Mirjam van Heugten dari Clean Clothes Campaign mengatakan, “Uniqlo sangat ingin dikenal sebagai pemain penting dan berpengaruh di industri mode. Ia ingin menjadi jawaban Jepang untuk H & M. Namun, pengakuan semacam itu membawa harapan akan tanggung jawab. UNIQLO perlu menunjukkan ini serius tentang status internasional seperti itu dengan segera menyetujui untuk bertemu dan menegosiasikan penyelesaian dengan Warni, Teddy dan rekan-rekan mereka.”
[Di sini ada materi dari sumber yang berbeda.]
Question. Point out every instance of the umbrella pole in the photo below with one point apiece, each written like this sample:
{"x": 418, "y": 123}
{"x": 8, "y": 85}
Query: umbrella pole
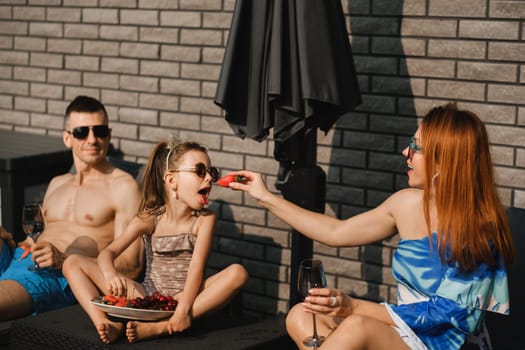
{"x": 301, "y": 182}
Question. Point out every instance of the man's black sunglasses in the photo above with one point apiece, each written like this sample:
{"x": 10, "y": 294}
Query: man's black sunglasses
{"x": 82, "y": 132}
Beberapa tahun lalu Uniqlo kalah di persidangan Tokyo atas tuntutan karyawannya dalam kasus lain yaitu pelecehan kekuasaan terhadap karyawannya di dalam perusahaan Uniqlo. Beberapa warga Jepang mengatakan Uniqlo biasa dijuluki sebagai salah stau Black Kigyo di Jepang atau mirip sebagai Perusahaan Pemeras Tenaga Kerja.